Santuário de Fátima oferece alojamento
Também o Santuário de Fátima anunciou que irá disponibilizar espaços de acolhimento. O reitor, padre Carlos Cabecinhas, considera que “a dramática crise de refugiados a que a Europa deve dar resposta não nos pode deixar indiferentes e exige respostas concretas”. Para tal, “o Santuário disponibilizará uma casa para acolhimento estável de refugiados”, bem como “um edifício que habitualmente é usado para albergar peregrinos, para acolher de forma transitória aqueles refugiados que aguardam alojamento definitivo”.

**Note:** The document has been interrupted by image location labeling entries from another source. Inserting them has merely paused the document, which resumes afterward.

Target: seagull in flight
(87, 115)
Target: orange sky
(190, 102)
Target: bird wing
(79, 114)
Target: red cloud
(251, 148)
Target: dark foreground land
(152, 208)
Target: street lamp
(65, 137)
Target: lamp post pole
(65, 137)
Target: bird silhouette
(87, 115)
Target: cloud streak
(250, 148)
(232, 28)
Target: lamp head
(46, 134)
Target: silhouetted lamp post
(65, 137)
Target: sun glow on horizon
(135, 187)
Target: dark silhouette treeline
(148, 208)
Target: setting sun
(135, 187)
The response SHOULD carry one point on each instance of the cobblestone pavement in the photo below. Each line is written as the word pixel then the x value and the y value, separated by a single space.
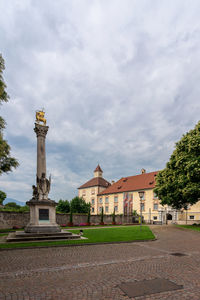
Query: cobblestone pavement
pixel 94 272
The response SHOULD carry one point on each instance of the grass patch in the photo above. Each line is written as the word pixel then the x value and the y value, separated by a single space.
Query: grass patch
pixel 101 235
pixel 3 234
pixel 192 227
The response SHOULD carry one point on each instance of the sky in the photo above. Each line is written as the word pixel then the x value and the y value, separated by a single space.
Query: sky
pixel 119 81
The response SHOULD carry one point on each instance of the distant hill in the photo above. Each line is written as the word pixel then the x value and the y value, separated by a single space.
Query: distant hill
pixel 7 200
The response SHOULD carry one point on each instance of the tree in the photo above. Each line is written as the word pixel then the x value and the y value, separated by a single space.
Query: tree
pixel 178 185
pixel 2 197
pixel 6 161
pixel 63 206
pixel 78 205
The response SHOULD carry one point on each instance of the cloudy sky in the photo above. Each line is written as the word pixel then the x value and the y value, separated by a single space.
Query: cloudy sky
pixel 119 81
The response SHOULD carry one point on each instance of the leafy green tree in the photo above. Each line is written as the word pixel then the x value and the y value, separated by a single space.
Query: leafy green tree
pixel 6 161
pixel 78 205
pixel 178 185
pixel 2 197
pixel 63 206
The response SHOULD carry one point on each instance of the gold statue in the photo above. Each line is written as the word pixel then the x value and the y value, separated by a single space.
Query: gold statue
pixel 40 117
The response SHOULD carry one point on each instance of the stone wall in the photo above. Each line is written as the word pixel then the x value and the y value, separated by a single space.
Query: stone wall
pixel 10 219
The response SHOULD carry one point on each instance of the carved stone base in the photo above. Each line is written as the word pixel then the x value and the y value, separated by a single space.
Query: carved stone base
pixel 42 228
pixel 42 217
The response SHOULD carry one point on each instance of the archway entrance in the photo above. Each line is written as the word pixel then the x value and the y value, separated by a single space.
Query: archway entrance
pixel 169 217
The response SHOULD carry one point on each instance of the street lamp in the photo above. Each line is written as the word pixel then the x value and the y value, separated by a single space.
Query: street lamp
pixel 141 195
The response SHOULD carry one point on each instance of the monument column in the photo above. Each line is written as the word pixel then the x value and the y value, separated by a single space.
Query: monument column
pixel 42 209
pixel 41 132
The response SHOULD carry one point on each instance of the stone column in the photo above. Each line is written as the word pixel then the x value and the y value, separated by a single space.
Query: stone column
pixel 41 132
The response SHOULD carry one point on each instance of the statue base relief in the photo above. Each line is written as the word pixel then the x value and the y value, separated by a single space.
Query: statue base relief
pixel 42 216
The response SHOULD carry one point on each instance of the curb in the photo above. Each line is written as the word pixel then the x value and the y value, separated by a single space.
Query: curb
pixel 75 245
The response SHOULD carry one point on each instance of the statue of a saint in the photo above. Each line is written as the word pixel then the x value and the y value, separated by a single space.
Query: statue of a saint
pixel 44 185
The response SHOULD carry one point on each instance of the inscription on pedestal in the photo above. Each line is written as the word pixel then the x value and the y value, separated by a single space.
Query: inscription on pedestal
pixel 43 214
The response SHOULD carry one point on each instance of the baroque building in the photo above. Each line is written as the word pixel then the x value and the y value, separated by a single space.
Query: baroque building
pixel 123 198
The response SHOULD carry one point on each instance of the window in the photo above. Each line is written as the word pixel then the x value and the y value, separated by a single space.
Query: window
pixel 155 206
pixel 142 206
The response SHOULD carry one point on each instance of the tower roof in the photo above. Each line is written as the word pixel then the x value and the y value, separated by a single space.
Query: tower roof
pixel 132 183
pixel 98 169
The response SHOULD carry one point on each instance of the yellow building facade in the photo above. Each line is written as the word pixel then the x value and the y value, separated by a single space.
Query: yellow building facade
pixel 123 198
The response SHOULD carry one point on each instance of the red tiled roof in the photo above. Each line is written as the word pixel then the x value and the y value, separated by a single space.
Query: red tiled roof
pixel 96 181
pixel 98 169
pixel 132 183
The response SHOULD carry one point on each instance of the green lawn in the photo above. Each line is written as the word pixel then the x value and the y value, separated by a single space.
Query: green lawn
pixel 101 235
pixel 193 227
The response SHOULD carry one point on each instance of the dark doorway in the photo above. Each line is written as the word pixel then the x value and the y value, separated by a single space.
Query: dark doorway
pixel 169 217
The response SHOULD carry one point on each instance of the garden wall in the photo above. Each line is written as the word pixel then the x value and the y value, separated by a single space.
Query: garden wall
pixel 21 219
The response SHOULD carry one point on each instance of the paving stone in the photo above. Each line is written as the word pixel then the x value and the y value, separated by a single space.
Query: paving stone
pixel 95 272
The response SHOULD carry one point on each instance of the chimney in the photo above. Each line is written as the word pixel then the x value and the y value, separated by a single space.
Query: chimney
pixel 143 171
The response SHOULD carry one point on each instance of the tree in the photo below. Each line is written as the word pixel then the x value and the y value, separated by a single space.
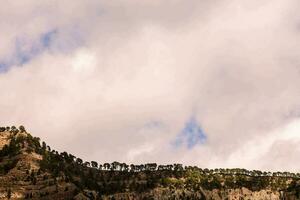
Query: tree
pixel 22 129
pixel 94 164
pixel 79 161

Seminário Diocesano já tem “experiência”
Embora em moldes diferentes, o Seminário Diocesano de Leiria já tem alguma experiência no acolhimento a refugiados. De facto, em 2013, a Segurança Social de Leiria solicitou a esta instituição diocesana um espaço que pudesse ser usado para habitação de pessoas refugiadas no nosso país. Para tal foi disponibilizada uma casa normalmente arrendada a estudantes, por onde têm passado algumas dessas pessoas, acompanhadas pelos serviços da Segurança Social. “São pessoas que estão em período de integração, a aprender a língua a à procura de trabalho, e que também procuramos ajudar nesta fase temporária da sua vida”, refere o padre Manuel Henrique, ecónomo do Seminário, adiantando que ali moram atualmente imigrantes do Leste europeu e da Síria.
Cristãos perseguidos
Há vários anos que os relatórios da fundação Ajuda à Igreja que Sofre (AIS) vêm alertando para os dramas humanos que se vivem nestas e noutras regiões do planeta. Concentrando a sua atenção nos “cristãos perseguidos”, esta fundação dependente da Santa Sé está em permanente contacto com os principais responsáveis das Igrejas perseguidas e faz-se ao “terreno”, não só para observar a realidade, mas com ajuda concreta onde poucos se aventuram a entrar.
É o caso do Médio Oriente, onde havia cerca de 20% de cristãos em 1940 e apenas 4% nos nossos dias. “Em todo o lado só se vê o esqueleto dos edifícios; está tudo destruído”, adianta o seu último relatório (www.fundacao-ais.pt), sublinhando que “a Síria está a ferro e fogo… está a morrer e ninguém parece ser capaz de sobreviver à guerra que está a matar o país”, como alertam as religiosas e os bispos que resistem a permanecer no local.
Este facto vem alertar-nos para o facto de serem também muitos os cristãos que engrossam as fileiras de refugiados. Ainda que a solidariedade não deva olhar a credos ou ideologias, pois todos os seres humanos nos merecem o mesmo tratamento como filhos de Deus, ainda mais nos toca o dever da caridade quando são irmãos da mesma fé a gritar por ajuda.